EVERYBODY LOOK OVER THERE WHILE I KILL THESE MONKEYS!

Yeah, yeah. The sea monkeys are huge now. They’re huge and fluffy and look like that big dragon from the Neverending Story and it’s great. Buuuuuut…

I kiiiiinda wish I hadn’t mentioned those sea monkeys last time because pretty soon it’s going to get to the point where that tiny wet-nap-sized packet of sea monkey food will run out, and I will be forced to decide whether to spend $3 on replacement monkey food or let them all die. And while the cash is not really such a big deal to someone born into Royalty such as myself, the mental work is more daunting. I will have to use all of my brains to figure out where to get replacement monkey food. Full-on sea monkey sets? I know you can get from the back of any comic book. But just the food packets? You can’t just get that at your local pet-food store. Well, maybe you can, but I’m too embarrassed to walk there and ask for sea monkey food. I’m scared that they’ll just say, “Are you serious? Why don’t you just let them die, and then buy a new set? It’s about the same price.”
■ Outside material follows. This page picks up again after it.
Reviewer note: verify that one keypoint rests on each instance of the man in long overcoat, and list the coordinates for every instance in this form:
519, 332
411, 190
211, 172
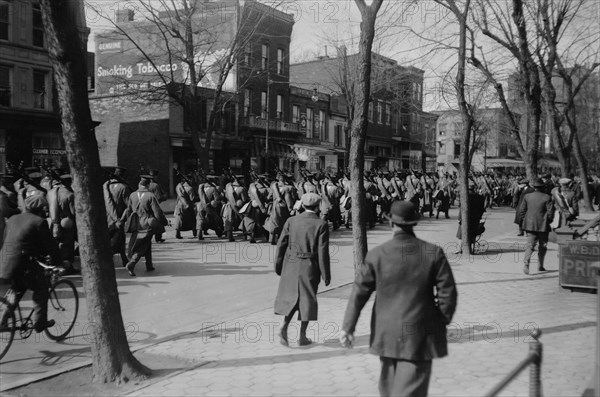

If I had just kept their names out of the Action News, then I maybe could have paid the money to have them all quietly put to sleep, outside of the harsh public spotlight. Or possibly, if I took a week off work, I could travel around and find adoptive homes for all of them. Or I could have simply walked around with the open monkey tank until, by no fault of my own, I spilled them and ended the whole thing.

But NOOOO. I blab all about it on this hott-ass website, which means every development of the story will be picked up by CNN, etc. So I’m just going to have to nobly, unselfishly figure it out. Grr.

We have lots of hot dogs left over from the company picnic, so first I’ll try chopping those up and dropping them in the tank. But I’m scared of what will happen once the sea monkeys get a taste of flesh. Or whatever part of the pig they make hot dogs out of.

In Psychonauts news: Psychonauts! Holy hot dang what a game!